Punti salienti del percorso:

  • Hegra con le sue imponenti tombe rupestri
  • Maraya, l’edificio a specchio più grande del mondo
  • I paesaggi surreali intorno a “Mushroom Rock” e alla valle Mesa

 

Una prova durissima

Con 40 prove di regolarità e 15 sezioni di Sporting Time Control, il rally si è rivelato, come previsto, implacabile. Dei 21 equipaggi partiti, 20 hanno raggiunto il traguardo — anche se alcuni hanno dovuto passare a veicoli 4x4 a noleggio dopo guasti meccanici.

Per molti, questo evento è stato molto più di un semplice rally: è servito come preparazione per la Peking to Paris Motor Challenge 2028, che si preannuncia come l’edizione più lunga e difficile di sempre.

Una storia notevole arriva dall’equipaggio di una Itala del 1907. Guidata da Tomas de Vargas Machuca, Ben Cussons e David Ayres, l’auto di 119 anni ha ottenuto un impressionante 5° posto assoluto e la vittoria nella Pioneer Class.

 

Dominio della Ford V8

La vittoria assoluta è andata con decisione a Richard Clark e Jonathan Round a bordo della loro Ford V8 Coupé. Il duo, già vincitore della Pearl of India Rally, ha controllato la classifica quasi fin dal primo giorno.

Nonostante alcuni problemi tecnici, hanno mantenuto il vantaggio con grande costanza. «È sempre fantastico essere in Arabia Saudita. Siamo stati accolti magnificamente ed è un onore vincere qui», ha dichiarato Clark.

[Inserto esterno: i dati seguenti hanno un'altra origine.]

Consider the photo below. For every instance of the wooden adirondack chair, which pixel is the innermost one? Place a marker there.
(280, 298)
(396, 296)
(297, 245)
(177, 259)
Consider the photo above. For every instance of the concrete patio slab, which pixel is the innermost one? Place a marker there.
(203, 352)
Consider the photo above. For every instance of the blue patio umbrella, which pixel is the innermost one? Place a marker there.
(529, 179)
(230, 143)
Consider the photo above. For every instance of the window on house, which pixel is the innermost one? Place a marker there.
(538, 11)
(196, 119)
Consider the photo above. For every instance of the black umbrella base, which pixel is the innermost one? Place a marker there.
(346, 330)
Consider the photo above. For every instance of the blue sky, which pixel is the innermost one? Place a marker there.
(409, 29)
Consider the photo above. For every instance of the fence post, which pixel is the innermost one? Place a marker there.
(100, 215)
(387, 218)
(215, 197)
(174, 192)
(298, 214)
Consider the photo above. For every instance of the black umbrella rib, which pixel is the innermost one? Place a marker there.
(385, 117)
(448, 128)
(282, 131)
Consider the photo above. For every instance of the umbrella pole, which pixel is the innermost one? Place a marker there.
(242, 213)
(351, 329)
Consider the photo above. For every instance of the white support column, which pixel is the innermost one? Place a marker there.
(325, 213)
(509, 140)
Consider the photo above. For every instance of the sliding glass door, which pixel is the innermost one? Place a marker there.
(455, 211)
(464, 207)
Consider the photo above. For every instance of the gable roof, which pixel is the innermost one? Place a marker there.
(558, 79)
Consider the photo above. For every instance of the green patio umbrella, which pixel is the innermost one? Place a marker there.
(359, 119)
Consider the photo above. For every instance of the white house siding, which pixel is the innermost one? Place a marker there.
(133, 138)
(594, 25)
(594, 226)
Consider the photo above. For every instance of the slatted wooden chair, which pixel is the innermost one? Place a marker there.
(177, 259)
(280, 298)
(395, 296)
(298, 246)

Il navigatore Round ha aggiunto: «Abbiamo vissuto un’esperienza straordinaria e siamo felicissimi che il rally abbia potuto svolgersi.»

 

Duello serrato nella classe Classic

Nella classe Classic la lotta è rimasta aperta fino alla fine. Alla fine, la Ford Mustang di Xavier de Sarrau e Lucas de Sarrau ha avuto la meglio. Il duo padre-figlio ha resistito alla forte concorrenza, tra cui una Mercedes-Benz 450 SLC e due Toyota Land Cruiser, tra cui quella di Alfonso de Orleans-Borbon.

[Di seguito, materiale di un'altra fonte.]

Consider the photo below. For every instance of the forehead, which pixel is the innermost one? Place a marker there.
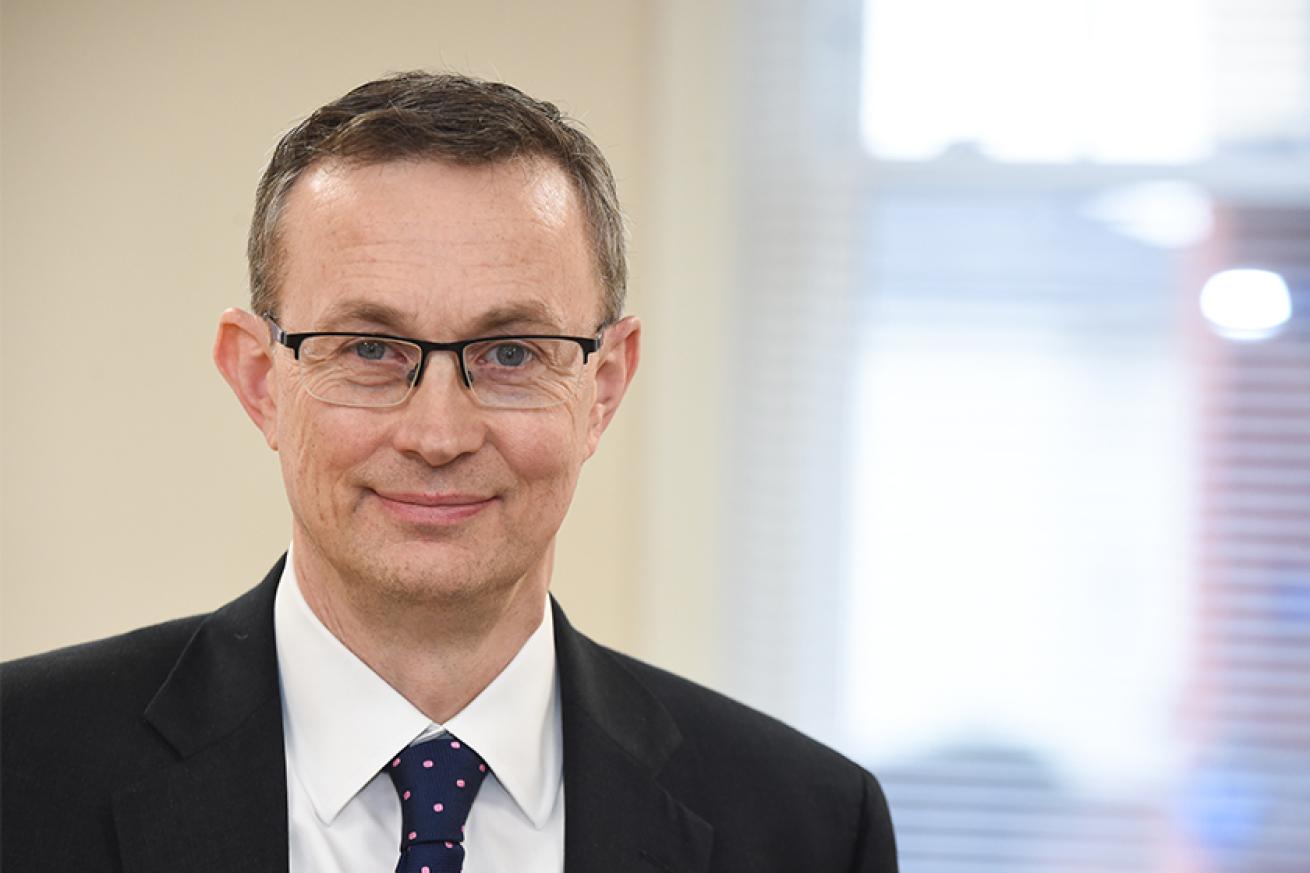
(436, 249)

Notevole il fatto che la Land Cruiser di De Orleans-Borbon sia uscita di strada all’inizio del rally e abbia sofferto numerosi problemi meccanici, riuscendo comunque a concludere al secondo posto. «Questa vittoria è stata costruita passo dopo passo. È stata dura, ma grazie alla determinazione di Lucas ce l’abbiamo fatta», ha dichiarato Xavier.

 

Un rally significativo

Sebbene il rally si sia svolto in un contesto di tensioni regionali, i partecipanti hanno soprattutto sottolineato l’ospitalità, la perseveranza e l’esperienza unica. Il Badawi Trail to the Last Oasis ha dimostrato ancora una volta che i rally storici non riguardano solo la velocità, ma anche l’avventura, il lavoro di squadra e il rispetto per l’uomo e la macchina.

Con questa seconda edizione di successo, l’Arabia Saudita si è affermata come destinazione per rally endurance internazionali — e come anteprima di ciò che ci attende verso la Pechino–Parigi 2028.